Résistance face aux Français
La colonisation qui débuta en
1830 fut d'abord restreinte (littoral d'Alger et d'Oran), les deux tiers restant
étant concédés à l'émir AbdelKader reconnu comme sultan des arabes par le traité
de la Tafna le 30 mai 1837. Ensuite une conquête total a été entreprise et une
guerre s'en suivi de 1840 à 1847 qui opposa la France aux troupes de l'émir qui
appelait alors tout les musulmans à la guerre sainte. Malgré la supériorité
militaire française, celle-ci fut longtemps tenue en échec par la mobilité des
troupes arabes.

Mais face aux troupes française
de plus en plus nombreuses tout le pays du lui échapper en 1844. A cette époque
les M'sirda étaient déjà divisés en deux fraction les M'sirda Tahta et les M'sirda
Fouaga autrefois appelés respectivement Beni-Sliman et Debabsa correspondant à
une différence d'habitat. La pénétration française ne sait pas faite sans
difficultés dans cette région d'accès très difficile, habité par une population
turbulente et hostile à tout pouvoir établi. Les Tahta furent soumis en 1843 par
le général Bugeaud, quant aux Fouaga ils furent soumis en 1844 par Lamorcière.
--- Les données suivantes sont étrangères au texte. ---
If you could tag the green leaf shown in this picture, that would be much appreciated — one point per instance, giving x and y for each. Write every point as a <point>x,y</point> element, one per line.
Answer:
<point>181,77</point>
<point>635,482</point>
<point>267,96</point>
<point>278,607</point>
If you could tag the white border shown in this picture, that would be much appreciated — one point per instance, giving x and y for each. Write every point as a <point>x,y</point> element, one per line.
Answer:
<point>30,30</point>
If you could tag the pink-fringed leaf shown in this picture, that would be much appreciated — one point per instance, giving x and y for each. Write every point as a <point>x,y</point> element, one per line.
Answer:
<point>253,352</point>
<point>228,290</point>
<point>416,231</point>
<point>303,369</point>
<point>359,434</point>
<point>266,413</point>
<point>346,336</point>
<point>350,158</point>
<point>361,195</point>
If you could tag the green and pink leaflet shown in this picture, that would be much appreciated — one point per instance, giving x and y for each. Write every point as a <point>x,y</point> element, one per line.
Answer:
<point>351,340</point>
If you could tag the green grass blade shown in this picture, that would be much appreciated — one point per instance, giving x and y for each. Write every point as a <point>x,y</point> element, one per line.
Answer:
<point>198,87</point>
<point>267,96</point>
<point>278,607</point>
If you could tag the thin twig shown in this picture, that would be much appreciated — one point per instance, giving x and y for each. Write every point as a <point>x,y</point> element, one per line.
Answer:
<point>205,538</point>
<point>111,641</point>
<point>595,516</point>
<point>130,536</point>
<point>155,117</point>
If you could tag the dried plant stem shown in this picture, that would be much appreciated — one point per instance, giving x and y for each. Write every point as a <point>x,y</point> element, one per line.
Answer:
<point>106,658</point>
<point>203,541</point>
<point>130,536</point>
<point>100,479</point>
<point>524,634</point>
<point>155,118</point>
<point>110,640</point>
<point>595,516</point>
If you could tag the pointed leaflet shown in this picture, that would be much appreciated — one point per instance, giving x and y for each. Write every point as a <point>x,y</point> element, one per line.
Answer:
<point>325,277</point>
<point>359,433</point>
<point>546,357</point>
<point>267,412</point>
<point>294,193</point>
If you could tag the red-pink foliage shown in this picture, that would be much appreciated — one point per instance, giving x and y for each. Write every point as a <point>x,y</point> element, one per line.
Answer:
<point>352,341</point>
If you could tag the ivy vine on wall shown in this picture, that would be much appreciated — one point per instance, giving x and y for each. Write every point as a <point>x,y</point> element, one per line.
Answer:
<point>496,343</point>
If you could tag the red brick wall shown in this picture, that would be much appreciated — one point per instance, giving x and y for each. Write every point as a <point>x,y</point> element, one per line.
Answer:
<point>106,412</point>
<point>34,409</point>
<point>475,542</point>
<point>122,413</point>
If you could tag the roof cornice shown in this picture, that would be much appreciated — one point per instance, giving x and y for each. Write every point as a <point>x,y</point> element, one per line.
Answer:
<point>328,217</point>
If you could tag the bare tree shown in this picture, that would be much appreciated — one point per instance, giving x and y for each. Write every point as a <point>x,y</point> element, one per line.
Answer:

Mais sous l'appel de différent
chefs de tribus les M'sirda rejoignirent l'émir Abdelkader et la guerre repris
en 1845. C'est d'ailleurs sur leurs territoires que les troupes françaises
subirent de lourdes pertes, on peut citer notamment l'affaire qui débuta au Djebel Kerkour (Fouaga)
le 23 septembre 1845 où les troupes française sous les ordres du chef d'escadron Courby de Cognard furent attaquées et périrent presque toutes au marabout de
Sidi Brahim (en savoir plus sur cette affaire). S'en suivie
non loin de là au nord ouest la perte des 3éme, 6ème et 7ème compagnies du
chasseurs d'Orléans commandés par le capitaine Chargères. Ou encore la perte de
la compagnie de secours des officiers Froment et Bugard au marabout de
Sidi-Tahar.

Augustin Régis, La reddition d'Abdelkader, le 23
décembre 1847, musée Condé.
Les M'sirda
se soumirent définitivement en 1847 et c'est sur leur territoire au lieu même des
combats que l'émir Abdelkader se rendit à Lamorcière le 23 décembre. Mais les M'sirda demeurèrent longtemps remuants, ne payant l'impôt que contraints par la
présence d'une force militaire dans le pays.